A group of researchers rethinks the stained glass window for an energy-conscious future.
There’s been a lot of talk about how much light enters buildings: depending on the time of the day or year, it can make a huge difference in their energy efficiency. For most people, this has simply led to a lot of tedious curtain-opening and closing and stuffing rugs and towels under doors to keep climate-controlled air from flowing in or out. What if that sunshine could be harnessed by ordinary household items like windows? Such a novel solution was recently discovered by researchers at the University of Michigan, who have found an alternative to the big, shiny, black solar panels that live on rooftops and give architecture critics headaches.
The colorful panels devised by professor of electrical engineering Jay Guo and his team could find their place in a variety of corners of the home. They resemble stained glass, but don’t be fooled – dyes and microstructures can blur the image behind them, leading to less light absorption. Instead, the glass is actually engineered to transmit certain wavelengths of light. This is done by varying the thickness of the semiconductor layer of amorphous silicon in the cells. In a sample piece that was made to resemble the American flag, for example, the blue parts were 6 nanometers thick and the red parts were 31 nanometers, reflecting the wavelengths of the light they’re meant to absorb.
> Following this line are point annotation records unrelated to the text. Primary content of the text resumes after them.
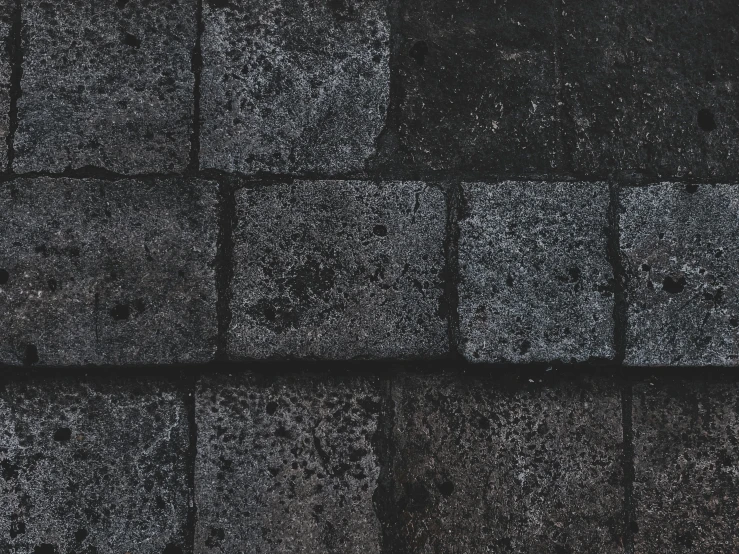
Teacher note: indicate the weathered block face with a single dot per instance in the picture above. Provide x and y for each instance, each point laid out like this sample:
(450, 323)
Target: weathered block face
(293, 87)
(477, 85)
(287, 464)
(483, 466)
(651, 86)
(535, 280)
(680, 249)
(339, 270)
(93, 465)
(107, 272)
(106, 84)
The resulting material isn’t as efficient as the glass found on solar panels, achieving only 2 or 3 percent efficiency – a meter-square piece would power fluorescent lightbulbs or small electronic gadgets. A state-of-the-art organic cell has 10 percent efficiency. Though some of this discrepancy is inherent in the cells’ design – black solar panels are black in order to absorb all wavelengths of light, and these panels instead use those frequencies to dazzle our eyes – the idea revolutionizes how we might think of solar energy, and could one day have a wide enough distribution in the home to make up for the inefficiencies of individual pieces. The unchanging colors of the material no matter what angle it’s seen from also means that the panels wouldn’t have to pivot the way traditional solar panels do.
This is especially encouraging news considering the rising popularity of urban living. “Today, solar panels are black and the only place you can put them on a building is the rooftop. And the rooftop [of] a typical high-rise is so tiny!” said Guo. The paper about the material is titled “Decorative power generating panels creating angle insensitive transmissive colors” and was funded by the National Science Foundation.